Again, we find the infliction of fines for non-acceptance of municipal office a familiar custom in England even to the present day. These fines were undoubtedly commutations for an original expulsion from the community; and at Colchester, for example, we have a case of a man being deprived of 'his freedom' for declining the office of alderman, and of his having to make 'submission' and pay a fine before it was restored. The fact is, that in every community, whether urban or rural, where office was a necessary but burdensome duty—like modern jury-service or mediaeval 'suit'—a penalty had to be imposed upon those who declined to discharge it. The peculiarity of the Sandwich and Amiens cases consists not in the imposition of a penalty, but in the character of the penalty imposed.

Pass we now from the consideration of this penalty to the wider and important conclusions suggested by its local occurrence.

I have always been puzzled by the peculiar phenomena presented by the 'Cinque Ports' organization. To other writers it would seem to present no such difficulty; but to me it is unique in England, and inexplicable on English lines. In that able monograph of Professor Burrows,[13] which is the latest contribution on the subject, the writer, I venture to think, leaves the problem as obscure as ever. I shall now, therefore, advance the suggestion, which has long been taking form in my mind, that the 'Cinque Ports' corporation was of foreign origin, and was an offshoot of the communal movement in Northern France.

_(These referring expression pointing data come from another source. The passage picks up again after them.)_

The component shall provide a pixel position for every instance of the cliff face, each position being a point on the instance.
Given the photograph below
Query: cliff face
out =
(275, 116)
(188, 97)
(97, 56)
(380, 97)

From Picardy, which faced the Cinque Ports, they derived, I believe, their confederation. To quote Thierry:

La région du nord, qui est le berceau, et pour ainsi dire la terre classique des communes jurées, comprend la Picardie, l'Artois, etc.... Parmi ces provinces, la Picardie est celle qui renferme le plus grand nombre de communes proprement dites, où cette forme de régime atteint le plus haut degré d'indépendance et où dans ses applications, elle offre le plus de variété. Les communes de Picardie avaient en général toute justice, haute, moyenne et basse. Nonseulement dans cette province les chartes municipales des villes se trouvaient appliquées à de simples villages, dont quelques-uns n'existent plus, mais encore il y avait des confédérations de plusieurs villages ou hameaux réunis en municipalités sous une charte et une magistrature collectives.[14]